Wondered if anybody had any thoughts on how these 2 frames compare? I've narrowed it down to one or the other, but would love to hear if you have experience of either or both.

In particular, I'm wondering if one would be more suited to my riding style/preferences - I mainly do club rides of 80-120 miles, but also Audaxes, cyclosportives, the Etape, etc.
I'm 6'3" tall, weighing almost 13 stone, and love climbing. 

Any thoughts greatly appreciated.


----------



## BarryG

andrewb said:


> Wondered if anybody had any thoughts on how these 2 frames compare?


Comparing them, I'd say they're both ridiculously overpriced non-custom Ti framesets. Seems like the less expensive Solis would be more suitable for your riding preference anyway. Or spend the same bucks and get a full custom Serotta, Spectrum, Moots, IF, whatever.


----------



## Chainstay

*Go with the conventional geometry*

I'm not familiar with the Magis geometry but I think you should select the bike with the longer wheelbase and less aggressive geometry for greater comfort on long rides, especially if you are hammering. I ride an Extralight (a 1999) and when I have tried some compact frames like Specialized Allez and Giant I found that they accelerated real nice but were twitchy in the front end. On long rides I think this would get tiring. The Extralight is smooth and stable. You never need to think about where the thing is going, when you jump into an attack.

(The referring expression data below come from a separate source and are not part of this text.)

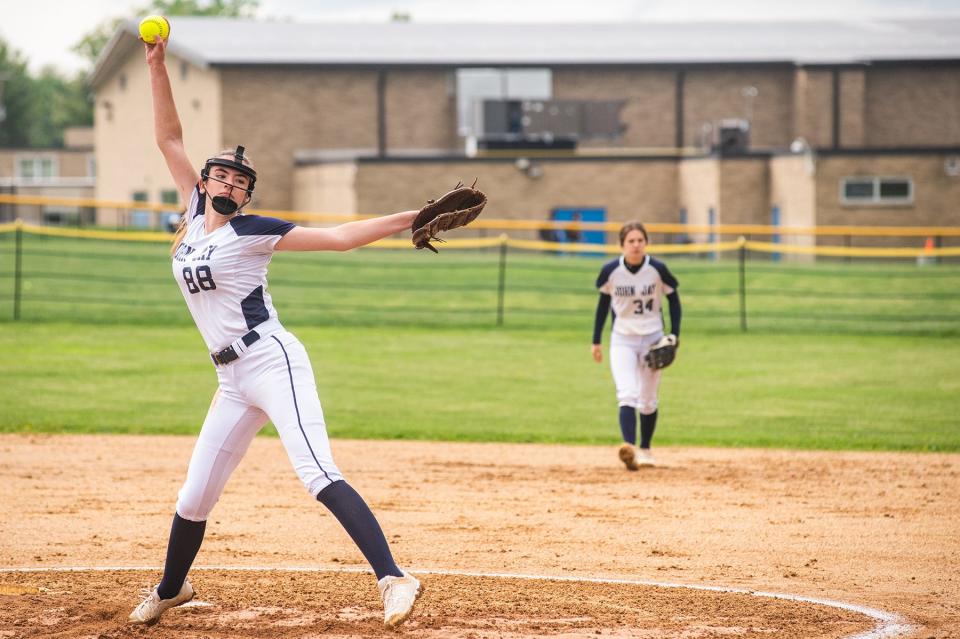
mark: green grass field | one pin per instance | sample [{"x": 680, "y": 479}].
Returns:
[
  {"x": 827, "y": 392},
  {"x": 97, "y": 281},
  {"x": 405, "y": 345}
]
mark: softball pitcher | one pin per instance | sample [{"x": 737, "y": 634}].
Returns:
[
  {"x": 632, "y": 286},
  {"x": 220, "y": 259}
]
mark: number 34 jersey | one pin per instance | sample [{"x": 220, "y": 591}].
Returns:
[
  {"x": 636, "y": 293},
  {"x": 223, "y": 274}
]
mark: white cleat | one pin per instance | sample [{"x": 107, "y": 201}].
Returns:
[
  {"x": 645, "y": 458},
  {"x": 628, "y": 455},
  {"x": 399, "y": 595},
  {"x": 152, "y": 606}
]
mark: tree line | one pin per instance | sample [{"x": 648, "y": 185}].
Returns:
[{"x": 36, "y": 108}]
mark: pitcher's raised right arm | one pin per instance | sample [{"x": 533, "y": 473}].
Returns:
[{"x": 167, "y": 128}]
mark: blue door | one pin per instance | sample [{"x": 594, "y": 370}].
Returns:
[{"x": 581, "y": 215}]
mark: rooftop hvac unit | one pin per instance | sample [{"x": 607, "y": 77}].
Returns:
[{"x": 733, "y": 137}]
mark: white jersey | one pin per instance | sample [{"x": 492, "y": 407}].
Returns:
[
  {"x": 223, "y": 274},
  {"x": 636, "y": 294}
]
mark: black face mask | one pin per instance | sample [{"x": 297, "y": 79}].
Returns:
[{"x": 224, "y": 205}]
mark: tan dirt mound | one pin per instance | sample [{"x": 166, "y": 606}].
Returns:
[{"x": 872, "y": 529}]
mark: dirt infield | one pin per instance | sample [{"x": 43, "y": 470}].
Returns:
[{"x": 877, "y": 530}]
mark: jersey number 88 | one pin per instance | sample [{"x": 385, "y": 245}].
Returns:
[{"x": 202, "y": 282}]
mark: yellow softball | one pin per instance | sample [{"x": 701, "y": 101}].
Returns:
[{"x": 153, "y": 27}]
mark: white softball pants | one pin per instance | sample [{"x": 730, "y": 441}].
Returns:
[
  {"x": 637, "y": 385},
  {"x": 272, "y": 381}
]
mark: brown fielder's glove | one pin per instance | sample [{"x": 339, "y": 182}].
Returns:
[
  {"x": 662, "y": 353},
  {"x": 457, "y": 208}
]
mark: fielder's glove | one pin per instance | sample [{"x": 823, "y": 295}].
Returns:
[
  {"x": 662, "y": 353},
  {"x": 457, "y": 208}
]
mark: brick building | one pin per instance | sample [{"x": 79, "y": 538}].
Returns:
[{"x": 808, "y": 123}]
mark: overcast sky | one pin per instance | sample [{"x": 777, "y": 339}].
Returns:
[{"x": 45, "y": 30}]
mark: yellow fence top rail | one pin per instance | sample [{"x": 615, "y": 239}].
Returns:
[{"x": 537, "y": 245}]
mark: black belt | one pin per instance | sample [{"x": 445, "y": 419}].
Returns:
[{"x": 229, "y": 354}]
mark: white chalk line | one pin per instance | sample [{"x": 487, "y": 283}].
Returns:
[{"x": 888, "y": 624}]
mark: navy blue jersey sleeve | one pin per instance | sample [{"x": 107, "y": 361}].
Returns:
[
  {"x": 258, "y": 225},
  {"x": 605, "y": 272},
  {"x": 665, "y": 274},
  {"x": 603, "y": 308}
]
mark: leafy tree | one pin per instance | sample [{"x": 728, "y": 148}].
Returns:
[
  {"x": 58, "y": 103},
  {"x": 16, "y": 98}
]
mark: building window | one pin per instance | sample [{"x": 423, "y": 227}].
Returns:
[
  {"x": 476, "y": 85},
  {"x": 37, "y": 167},
  {"x": 876, "y": 190}
]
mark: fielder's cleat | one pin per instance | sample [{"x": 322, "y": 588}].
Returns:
[
  {"x": 628, "y": 455},
  {"x": 398, "y": 594},
  {"x": 152, "y": 606},
  {"x": 644, "y": 458}
]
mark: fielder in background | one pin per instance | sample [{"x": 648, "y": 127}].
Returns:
[
  {"x": 632, "y": 286},
  {"x": 220, "y": 259}
]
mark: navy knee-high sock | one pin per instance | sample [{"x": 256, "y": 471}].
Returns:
[
  {"x": 628, "y": 424},
  {"x": 354, "y": 515},
  {"x": 648, "y": 423},
  {"x": 185, "y": 539}
]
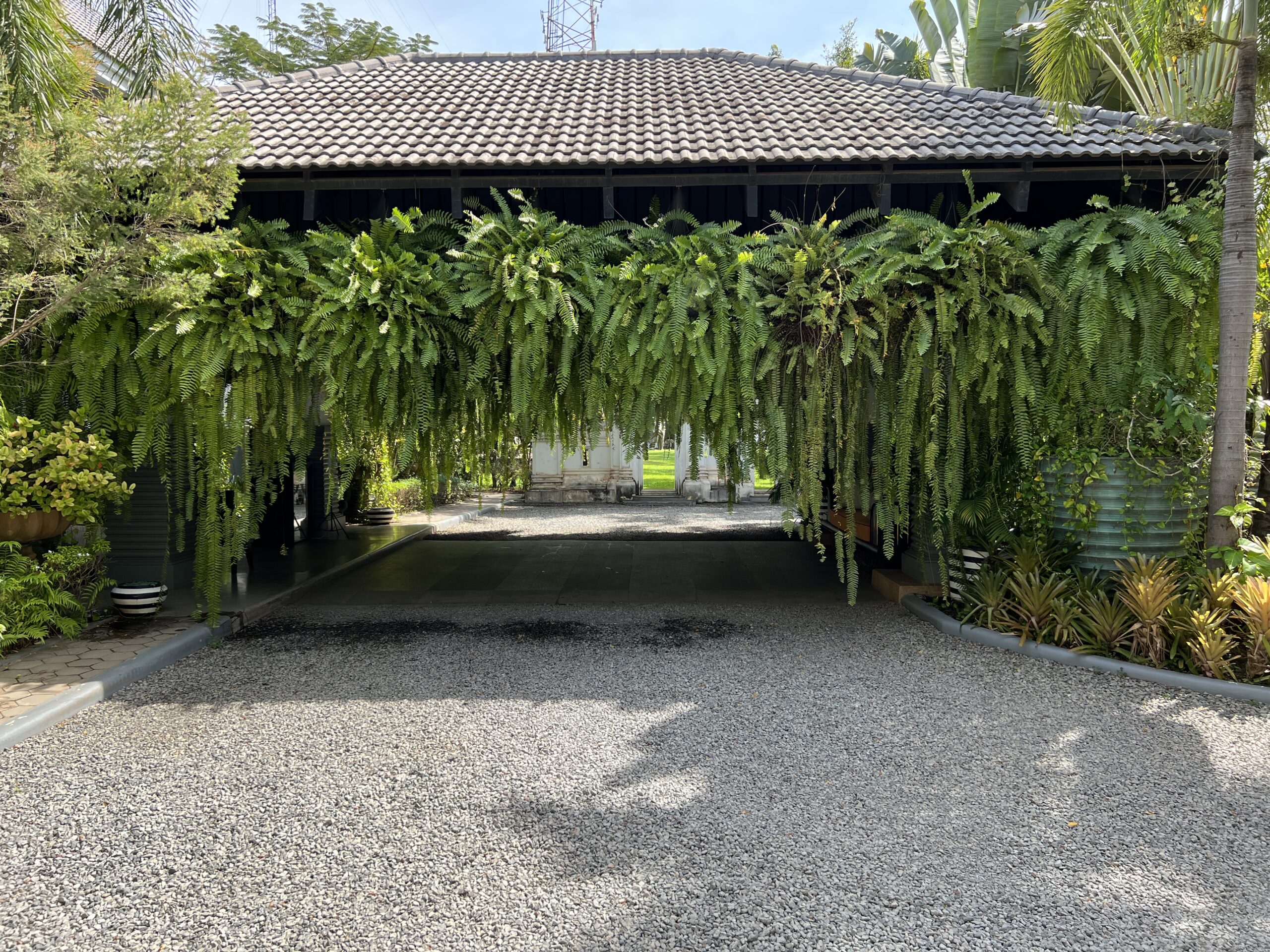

I am also biased to conventional geometry on appearance and tradition but that's purely my taste.


----------



## jsp1210

*I love the extralight like family!!*

I also am torn between the exact 2 frames and I'm not sure I should even be considering anything other than a well equiped Extralight. I had a friends 1997 ExLight for a year and it was heaven on wheels. The perfect cycle! But now being forced to buy one, I am being swayed by economics and considering the Magia because I can get a better deal. I do not know if that is the best way to do this. If you have found any defense of the Magia please come with it. But if money being no object and the rides you listed accurate of your style, then I have to say Extralight.
JSP


----------



## ibhim

If your distance riding expands into randoneering brevets that require racks, fenders, panniers etc, be aware of the following from lines from Merlin's warranty. " Rear racks, chain/seatstay mounted bike trailers and kick stands may not be installed or used on Extralight or XLM frames. Use of aforementioned items will void the warranty."

Interestingly, the Magia was not listed in the above statement, while I was thinking their tubing spec were similar - one being a traditional design the other compact.


----------



## jsp1210

That woud never apply to me. If I was going to do self support distance riding I would not be looking at a compact frame or even Ti for that matter. I assume steel would be the way to go there. But thanks for your help.




ibhim said:


> If your distance riding expands into randoneering brevets that require racks, fenders, panniers etc, be aware of the following from lines from Merlin's warranty. " Rear racks, chain/seatstay mounted bike trailers and kick stands may not be installed or used on Extralight or XLM frames. Use of aforementioned items will void the warranty."
> 
> Interestingly, the Magia was not listed in the above statement, while I was thinking their tubing spec were similar - one being a traditional design the other compact.


----------